Material required but not provided

• Microplate reader capable of measuring absorbance at 450 nm

• Shaker

Reagent preparation before starting experiment

• Dilute the 5x Assay wash buffer to 1x buffer 40ml 5x Assay wash buffer 160ml ddH2O

• Dilute 1000 times of anti-mouse IgG antibody conjugated to HRP with 1X Diluent buffer.

Storage and Preparation

Store all reagents at 2-8°C. All reagents must be brought to room temperature (20- 25°C) prior to use.

When stored at 2-8°C, the diluted Assay wash buffer is stable until the kit expiration date.

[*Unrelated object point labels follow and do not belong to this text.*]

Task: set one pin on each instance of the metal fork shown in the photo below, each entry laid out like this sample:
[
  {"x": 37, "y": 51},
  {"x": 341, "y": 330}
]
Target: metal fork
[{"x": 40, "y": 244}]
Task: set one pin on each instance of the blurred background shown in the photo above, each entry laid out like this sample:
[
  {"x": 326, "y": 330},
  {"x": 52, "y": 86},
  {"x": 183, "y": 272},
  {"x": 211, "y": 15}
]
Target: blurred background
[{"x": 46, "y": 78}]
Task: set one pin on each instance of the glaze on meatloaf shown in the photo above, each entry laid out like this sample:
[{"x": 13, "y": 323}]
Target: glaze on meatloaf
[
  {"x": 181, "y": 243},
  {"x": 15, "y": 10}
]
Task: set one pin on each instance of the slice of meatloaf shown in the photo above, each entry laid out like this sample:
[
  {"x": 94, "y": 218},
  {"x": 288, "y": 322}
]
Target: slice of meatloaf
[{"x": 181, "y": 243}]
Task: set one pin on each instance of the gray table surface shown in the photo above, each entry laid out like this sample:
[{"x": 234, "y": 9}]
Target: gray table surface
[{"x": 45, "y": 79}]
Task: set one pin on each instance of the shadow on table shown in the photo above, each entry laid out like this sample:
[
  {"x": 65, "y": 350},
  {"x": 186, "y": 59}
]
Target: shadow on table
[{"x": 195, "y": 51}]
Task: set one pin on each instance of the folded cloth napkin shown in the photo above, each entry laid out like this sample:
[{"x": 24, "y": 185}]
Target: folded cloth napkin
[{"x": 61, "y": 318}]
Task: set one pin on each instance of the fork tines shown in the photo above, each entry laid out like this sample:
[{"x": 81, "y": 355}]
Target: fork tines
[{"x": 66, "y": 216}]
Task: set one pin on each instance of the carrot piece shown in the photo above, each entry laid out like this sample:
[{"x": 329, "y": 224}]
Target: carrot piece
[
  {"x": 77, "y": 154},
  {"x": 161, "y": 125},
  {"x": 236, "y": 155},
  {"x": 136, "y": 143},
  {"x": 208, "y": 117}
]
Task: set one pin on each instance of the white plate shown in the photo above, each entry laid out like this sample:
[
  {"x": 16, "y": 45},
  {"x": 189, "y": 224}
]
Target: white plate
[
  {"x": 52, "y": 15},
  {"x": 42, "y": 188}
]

SAMPLE COLLECTION AND STORAGE

Serum

Use a serum separator tube and allow samples to clot for 30 minutes before centrifugation for 15 minutes at 1000 g. Remove serum and assay immediately or aliquot and store samples at -20° C. Avoid repeated freeze-thaw cycles.

Plasma

Collect plasma using citrate, EDTA, or heparin as an anticoagulant. Centrifuge for 15 minutes at 1000 g within 30 minutes of collection. Assay immediately or aliquot and store samples at -20° C. Avoid repeated freeze-thaw cycles.

Assay procedure

1. Take the desired number of well strips from the plate. Make sure the rest of strips are well sealed.

2. Add 100 µl of diluted samples (1:100 diluted with 1X Diluent Buffer) or positive control (1:50 dilution) per well and incubate for 1 hour at room temperature with gentle shaking.

*Note: We recommend having a blank condition. For the blank, add only 1x Diluent buffer to the well.

3. Aspirate each well and wash by adding 200µl of 1X Assay wash buffer. Repeat the process twice for a total of three washes. Completely remove liquid at each wash by firmly tapping the plate against clean paper towels.

4. Add 100µl of diluted anti-mouse IgG antibody conjugated to HRP to each well and incubate for 30 minutes at room temperature with gentle shaking.

5. Repeat the aspiration/wash as in step 3.

6. Add 100µl of Substrate to each well and incubate for 5-15 minutes.

*Note: Positive control will turn blue. Samples should be stopped when blue color begins to appear in blank.

7. Add 50µl of Stop solution to each well. The color in the wells should change from blue to yellow.

8. Determine the optical density of each well with a microplate reader at 450 nm within 30 minutes.